Thursday, May 10, 2012

More Quarter Panel Prep

I'm continuing with the preparation for the new left quarter panel.  I have most of the old metal removed, with the exception of a couple tough spots.  I have a couple of pictures.  First up, is near the roof, where I have the spot welds cut and sanded down smooth.

You can see where I've cut some of the roof out to make room to work.  The roof skin overlaps the quarter panels, so I have to have it out of the way right now.  Doesn't really matter, because the whole roof skin has to be replaced anyway.  As long as I don't disturb the structure of the unit-body, I'm OK.

Next up, I'll show you some problem areas.  The window frame is kind of a bitch.  I really don't want to screw it up, or the glass won't fit back into the hole!  You can see where there's a stubborn piece still hanging on.  I will likely remove that carefully using a roloc sanding disk and die grinder.

You can also see some bending and warping of that lip.  I'll fix that with some hammer and dolly action.  Shouldn't be a big deal.

Now, the other problem area is a real tight spot on the rear panel.  I'm not 100% sure how I'll handle this, but it will probably take a small grinding stone in a rotary tool to get in there without dicking up the good panels.  Tricky, but do-able.

I wanted to share pictures of the tools I've been using to cut the spot welds.  For most of the work I've done so far, I've been using this Harbor Freight spot weld cutter.  It actually works pretty well.  However, it doesn't take long for that center pin to start to wobble, which makes cutting a certifiable bitch.  On the plus side, when you wear one set of teeth out, you can reverse the cutter and keep on going.

I got tired of the wobbling, which was getting to the point that I would've been better off with a grinding wheel.  So, I asked the body supply place down the street if they had any good tools.  They did.  I decided to try this little beauty:

This is a sort of stubby 8mm brad-point bit.  Why metric?  I have no friggin' idea.  But it's easier to steer, cuts a hair faster and doesn't wobble a bit.  The bit is also 2-sided, so you can flip it once one side is dulled.

Bad part?  The new bit is $22.  The Harbor Freight cutter is $5.  But if it makes my job easier, then it's worth it.  I'm finding that some cheaper "short cuts" just aren't worth the headache.

So, I probably have another weekend's worth of work before I can start fitting that quarter panel and wheel house.  But I'm pretty happy with how this is moving along.
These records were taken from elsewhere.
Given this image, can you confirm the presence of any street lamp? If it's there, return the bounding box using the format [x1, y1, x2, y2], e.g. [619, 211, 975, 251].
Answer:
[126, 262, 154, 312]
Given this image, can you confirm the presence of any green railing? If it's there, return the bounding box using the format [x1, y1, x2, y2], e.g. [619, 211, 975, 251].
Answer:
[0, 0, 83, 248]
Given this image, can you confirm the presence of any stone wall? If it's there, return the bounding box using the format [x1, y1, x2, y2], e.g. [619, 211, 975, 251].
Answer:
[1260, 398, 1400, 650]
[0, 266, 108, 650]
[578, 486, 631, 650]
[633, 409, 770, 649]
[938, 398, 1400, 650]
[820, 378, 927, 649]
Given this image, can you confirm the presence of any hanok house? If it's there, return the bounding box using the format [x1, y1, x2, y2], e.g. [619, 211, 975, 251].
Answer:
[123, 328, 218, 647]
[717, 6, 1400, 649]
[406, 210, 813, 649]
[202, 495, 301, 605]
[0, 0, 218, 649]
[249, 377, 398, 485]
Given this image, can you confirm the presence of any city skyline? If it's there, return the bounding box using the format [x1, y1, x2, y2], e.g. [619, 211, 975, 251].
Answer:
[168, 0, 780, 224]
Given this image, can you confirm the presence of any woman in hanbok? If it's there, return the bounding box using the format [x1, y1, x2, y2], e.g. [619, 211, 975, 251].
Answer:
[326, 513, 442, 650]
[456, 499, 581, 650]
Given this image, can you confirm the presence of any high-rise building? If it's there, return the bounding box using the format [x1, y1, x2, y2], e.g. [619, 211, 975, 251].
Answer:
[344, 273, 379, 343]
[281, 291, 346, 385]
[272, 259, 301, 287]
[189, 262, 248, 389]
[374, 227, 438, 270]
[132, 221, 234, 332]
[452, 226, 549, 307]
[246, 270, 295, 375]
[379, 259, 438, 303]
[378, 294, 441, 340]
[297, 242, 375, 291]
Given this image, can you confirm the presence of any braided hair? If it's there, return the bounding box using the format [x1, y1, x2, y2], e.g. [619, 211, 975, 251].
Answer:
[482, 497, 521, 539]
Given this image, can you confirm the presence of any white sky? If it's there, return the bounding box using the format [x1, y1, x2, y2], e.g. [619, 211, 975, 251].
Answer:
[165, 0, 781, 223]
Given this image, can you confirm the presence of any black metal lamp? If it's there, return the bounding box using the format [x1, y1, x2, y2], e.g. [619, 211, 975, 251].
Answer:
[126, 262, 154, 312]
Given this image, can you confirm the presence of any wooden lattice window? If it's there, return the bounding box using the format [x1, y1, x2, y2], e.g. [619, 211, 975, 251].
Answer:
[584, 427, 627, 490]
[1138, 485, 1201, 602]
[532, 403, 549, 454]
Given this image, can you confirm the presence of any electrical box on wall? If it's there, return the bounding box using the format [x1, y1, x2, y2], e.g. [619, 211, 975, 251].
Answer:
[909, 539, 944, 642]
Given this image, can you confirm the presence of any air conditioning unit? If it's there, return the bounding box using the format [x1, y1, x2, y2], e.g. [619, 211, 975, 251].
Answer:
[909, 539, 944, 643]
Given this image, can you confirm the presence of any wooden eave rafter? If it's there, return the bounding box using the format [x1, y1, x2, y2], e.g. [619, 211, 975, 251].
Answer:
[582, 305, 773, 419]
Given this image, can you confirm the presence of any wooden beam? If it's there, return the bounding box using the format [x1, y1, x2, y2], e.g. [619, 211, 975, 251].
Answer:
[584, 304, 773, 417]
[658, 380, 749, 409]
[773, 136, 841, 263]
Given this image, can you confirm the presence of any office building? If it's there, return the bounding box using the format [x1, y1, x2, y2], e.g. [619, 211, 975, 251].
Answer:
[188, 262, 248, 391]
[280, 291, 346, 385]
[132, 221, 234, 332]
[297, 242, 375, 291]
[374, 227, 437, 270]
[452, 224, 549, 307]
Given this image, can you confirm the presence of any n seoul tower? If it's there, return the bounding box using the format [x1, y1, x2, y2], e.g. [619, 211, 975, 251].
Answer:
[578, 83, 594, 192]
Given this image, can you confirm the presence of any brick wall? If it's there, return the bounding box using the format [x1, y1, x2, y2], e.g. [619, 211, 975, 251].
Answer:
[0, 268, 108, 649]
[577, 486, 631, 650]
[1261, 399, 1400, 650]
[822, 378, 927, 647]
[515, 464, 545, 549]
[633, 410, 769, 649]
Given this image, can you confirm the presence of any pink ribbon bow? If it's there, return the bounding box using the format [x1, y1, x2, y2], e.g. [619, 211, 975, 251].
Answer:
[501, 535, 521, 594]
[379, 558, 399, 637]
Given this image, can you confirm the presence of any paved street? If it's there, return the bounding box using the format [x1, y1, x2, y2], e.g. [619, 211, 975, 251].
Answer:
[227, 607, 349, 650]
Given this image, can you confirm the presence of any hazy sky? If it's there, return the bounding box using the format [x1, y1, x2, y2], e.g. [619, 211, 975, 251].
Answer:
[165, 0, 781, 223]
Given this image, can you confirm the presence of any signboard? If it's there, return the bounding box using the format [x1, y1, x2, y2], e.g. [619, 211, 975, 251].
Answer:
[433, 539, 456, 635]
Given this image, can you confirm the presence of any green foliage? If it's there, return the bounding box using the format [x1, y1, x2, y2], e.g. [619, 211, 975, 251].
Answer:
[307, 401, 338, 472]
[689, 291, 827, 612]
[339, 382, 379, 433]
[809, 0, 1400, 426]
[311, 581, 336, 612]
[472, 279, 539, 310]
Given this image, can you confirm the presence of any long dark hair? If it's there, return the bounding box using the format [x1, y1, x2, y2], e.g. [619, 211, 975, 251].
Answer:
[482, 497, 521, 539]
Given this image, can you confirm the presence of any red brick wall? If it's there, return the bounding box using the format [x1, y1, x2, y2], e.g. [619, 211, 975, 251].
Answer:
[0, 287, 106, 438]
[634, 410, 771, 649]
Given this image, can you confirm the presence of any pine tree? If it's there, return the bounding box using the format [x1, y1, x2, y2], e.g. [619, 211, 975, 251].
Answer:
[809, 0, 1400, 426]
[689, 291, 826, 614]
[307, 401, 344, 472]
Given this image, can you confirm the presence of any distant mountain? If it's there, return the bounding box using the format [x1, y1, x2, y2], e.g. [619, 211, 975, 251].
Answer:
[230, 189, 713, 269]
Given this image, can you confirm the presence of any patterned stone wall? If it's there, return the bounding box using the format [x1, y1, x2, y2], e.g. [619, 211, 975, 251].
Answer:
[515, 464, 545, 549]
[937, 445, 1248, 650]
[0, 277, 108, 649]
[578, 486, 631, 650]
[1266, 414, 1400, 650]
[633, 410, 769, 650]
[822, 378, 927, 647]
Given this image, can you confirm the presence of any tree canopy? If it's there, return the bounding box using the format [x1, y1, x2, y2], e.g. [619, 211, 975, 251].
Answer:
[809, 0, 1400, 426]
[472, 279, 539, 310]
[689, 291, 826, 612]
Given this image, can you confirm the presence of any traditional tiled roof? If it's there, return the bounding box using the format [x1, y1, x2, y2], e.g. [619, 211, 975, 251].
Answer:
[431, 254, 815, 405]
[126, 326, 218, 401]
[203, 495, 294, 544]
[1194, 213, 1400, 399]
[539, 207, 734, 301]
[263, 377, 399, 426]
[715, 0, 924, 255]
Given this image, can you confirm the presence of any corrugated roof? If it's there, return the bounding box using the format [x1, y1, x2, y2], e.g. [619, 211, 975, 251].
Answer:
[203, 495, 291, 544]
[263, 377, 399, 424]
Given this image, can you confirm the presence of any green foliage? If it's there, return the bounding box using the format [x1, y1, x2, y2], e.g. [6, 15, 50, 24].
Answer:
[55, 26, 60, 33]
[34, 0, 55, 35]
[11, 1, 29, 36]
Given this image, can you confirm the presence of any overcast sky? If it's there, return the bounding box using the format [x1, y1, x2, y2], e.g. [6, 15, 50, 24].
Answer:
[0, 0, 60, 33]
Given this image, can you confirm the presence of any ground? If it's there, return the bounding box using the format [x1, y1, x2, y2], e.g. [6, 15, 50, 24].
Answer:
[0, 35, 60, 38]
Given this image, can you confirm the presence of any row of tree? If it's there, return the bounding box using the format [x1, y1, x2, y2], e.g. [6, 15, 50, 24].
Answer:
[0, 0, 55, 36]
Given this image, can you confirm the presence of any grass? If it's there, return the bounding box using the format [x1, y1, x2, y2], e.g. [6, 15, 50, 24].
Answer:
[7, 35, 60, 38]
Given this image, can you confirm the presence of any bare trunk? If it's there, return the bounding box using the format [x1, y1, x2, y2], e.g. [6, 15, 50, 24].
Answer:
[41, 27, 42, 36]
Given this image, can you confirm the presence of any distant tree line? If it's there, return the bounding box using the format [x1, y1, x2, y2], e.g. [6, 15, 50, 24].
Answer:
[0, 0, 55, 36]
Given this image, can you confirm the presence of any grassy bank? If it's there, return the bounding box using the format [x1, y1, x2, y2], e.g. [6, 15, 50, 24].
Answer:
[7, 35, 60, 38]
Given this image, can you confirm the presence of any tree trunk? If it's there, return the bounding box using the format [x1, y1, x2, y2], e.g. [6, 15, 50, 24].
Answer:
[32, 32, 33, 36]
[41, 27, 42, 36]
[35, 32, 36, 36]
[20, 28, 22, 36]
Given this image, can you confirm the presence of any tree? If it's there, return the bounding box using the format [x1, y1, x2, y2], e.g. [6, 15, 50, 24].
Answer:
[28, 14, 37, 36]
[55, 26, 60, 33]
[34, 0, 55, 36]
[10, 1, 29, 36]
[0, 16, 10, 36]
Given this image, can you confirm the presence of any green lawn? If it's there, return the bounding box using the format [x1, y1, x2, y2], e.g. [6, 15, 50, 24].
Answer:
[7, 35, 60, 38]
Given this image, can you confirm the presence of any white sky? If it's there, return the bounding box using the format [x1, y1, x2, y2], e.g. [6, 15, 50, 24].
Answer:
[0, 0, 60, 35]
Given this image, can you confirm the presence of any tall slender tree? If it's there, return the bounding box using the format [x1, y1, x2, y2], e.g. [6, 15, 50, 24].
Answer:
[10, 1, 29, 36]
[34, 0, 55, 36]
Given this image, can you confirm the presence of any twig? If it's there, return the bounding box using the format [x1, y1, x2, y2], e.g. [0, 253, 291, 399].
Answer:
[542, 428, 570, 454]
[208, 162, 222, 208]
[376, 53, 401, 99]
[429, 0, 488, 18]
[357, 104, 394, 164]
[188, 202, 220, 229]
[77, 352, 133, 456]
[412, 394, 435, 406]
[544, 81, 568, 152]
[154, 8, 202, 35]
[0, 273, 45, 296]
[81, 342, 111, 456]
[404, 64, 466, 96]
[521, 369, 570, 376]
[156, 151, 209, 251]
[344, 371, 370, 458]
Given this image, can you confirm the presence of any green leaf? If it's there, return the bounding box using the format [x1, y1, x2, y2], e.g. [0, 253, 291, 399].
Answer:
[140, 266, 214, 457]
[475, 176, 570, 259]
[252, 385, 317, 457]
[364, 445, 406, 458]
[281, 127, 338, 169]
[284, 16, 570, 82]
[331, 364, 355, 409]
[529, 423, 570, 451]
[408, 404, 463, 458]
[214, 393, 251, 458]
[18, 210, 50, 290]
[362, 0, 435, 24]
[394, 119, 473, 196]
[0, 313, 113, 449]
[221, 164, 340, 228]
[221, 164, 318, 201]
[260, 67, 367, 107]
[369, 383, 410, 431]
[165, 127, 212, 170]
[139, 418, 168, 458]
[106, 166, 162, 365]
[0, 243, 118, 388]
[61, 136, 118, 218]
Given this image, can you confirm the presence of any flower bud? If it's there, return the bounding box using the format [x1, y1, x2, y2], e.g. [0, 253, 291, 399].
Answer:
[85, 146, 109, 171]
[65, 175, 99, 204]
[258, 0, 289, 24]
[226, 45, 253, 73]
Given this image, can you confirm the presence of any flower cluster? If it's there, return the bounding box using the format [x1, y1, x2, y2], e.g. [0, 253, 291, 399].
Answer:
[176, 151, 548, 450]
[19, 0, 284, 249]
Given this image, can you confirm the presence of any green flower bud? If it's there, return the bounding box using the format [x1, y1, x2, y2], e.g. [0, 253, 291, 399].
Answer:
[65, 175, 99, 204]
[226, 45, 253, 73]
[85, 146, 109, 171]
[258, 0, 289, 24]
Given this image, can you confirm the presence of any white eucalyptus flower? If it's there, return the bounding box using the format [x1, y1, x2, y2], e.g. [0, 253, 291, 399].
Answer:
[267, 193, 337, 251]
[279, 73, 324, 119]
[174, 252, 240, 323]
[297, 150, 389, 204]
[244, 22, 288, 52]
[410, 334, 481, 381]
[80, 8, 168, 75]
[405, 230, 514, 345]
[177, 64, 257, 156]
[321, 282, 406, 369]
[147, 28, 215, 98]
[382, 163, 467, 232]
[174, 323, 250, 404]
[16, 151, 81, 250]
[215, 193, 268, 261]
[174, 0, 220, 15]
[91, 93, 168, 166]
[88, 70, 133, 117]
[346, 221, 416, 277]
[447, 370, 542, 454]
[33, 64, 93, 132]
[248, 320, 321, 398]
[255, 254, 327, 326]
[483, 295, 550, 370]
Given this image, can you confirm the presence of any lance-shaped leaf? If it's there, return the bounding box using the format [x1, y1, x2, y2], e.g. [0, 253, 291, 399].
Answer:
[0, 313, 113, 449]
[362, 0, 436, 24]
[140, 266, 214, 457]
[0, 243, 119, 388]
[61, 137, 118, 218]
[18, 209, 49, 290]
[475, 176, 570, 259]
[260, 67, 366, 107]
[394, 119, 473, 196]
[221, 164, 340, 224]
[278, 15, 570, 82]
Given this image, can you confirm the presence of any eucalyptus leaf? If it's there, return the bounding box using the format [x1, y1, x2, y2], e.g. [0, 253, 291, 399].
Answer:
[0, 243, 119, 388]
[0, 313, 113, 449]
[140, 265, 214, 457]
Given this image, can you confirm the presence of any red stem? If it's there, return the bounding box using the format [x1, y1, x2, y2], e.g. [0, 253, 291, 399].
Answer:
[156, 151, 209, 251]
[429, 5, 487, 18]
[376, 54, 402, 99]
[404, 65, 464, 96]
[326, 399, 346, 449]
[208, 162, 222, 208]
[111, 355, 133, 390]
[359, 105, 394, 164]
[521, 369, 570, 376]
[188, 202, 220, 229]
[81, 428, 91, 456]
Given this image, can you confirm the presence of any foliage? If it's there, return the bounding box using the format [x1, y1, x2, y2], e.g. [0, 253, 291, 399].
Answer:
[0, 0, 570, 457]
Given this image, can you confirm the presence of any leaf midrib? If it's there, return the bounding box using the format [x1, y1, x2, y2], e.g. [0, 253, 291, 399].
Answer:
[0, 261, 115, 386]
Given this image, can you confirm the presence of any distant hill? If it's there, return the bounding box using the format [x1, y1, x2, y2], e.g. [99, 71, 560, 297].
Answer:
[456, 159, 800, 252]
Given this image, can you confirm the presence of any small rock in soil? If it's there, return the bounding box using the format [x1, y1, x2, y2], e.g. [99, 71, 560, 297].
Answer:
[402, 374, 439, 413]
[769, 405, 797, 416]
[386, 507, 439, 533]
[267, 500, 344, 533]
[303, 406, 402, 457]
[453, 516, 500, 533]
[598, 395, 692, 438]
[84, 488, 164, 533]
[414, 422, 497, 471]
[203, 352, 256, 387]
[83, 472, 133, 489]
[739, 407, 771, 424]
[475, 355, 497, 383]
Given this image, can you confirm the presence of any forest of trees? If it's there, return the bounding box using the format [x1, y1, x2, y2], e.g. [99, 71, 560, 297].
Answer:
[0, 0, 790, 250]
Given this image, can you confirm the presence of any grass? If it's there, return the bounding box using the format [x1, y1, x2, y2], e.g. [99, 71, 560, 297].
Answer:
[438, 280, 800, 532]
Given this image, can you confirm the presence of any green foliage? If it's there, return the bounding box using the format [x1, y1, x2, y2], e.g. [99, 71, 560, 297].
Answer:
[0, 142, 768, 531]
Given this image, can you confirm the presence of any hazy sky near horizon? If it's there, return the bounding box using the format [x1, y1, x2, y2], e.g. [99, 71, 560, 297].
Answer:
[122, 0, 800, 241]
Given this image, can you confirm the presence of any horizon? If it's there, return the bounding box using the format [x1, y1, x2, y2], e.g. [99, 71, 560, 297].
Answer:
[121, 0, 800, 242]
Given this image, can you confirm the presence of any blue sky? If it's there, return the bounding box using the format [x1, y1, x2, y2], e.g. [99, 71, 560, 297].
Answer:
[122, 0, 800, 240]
I will be picking up a pneumatic punch/flange tool as soon as I have this prep work done.  That's going to pay for itself on these quarter panels and wheel houses.

One other quick note:  I have started looking into those Lord body adhesives.  I keep hearing really good things about them, and I may try to incorporate them on some of the more difficult sections of the quarters.  I need to do some more reading and shopping around, but it sounds like the new stuff is as strong or stronger than welding.  Sounds silly, but there's some good evidence out there.

I also ran into "Mag Daddy", who make these very interesting fasteners.  I apologize for the horrible music after the link.  Don't they tell web designers these days not to do that anymore???

I'm particularly interested in the glue-in fasteners for door panels and such.  Door panels are such an uholy bitch.  I've never been able to do anything but wreck them, even being super careful.  The mag daddy's look like a great alternative.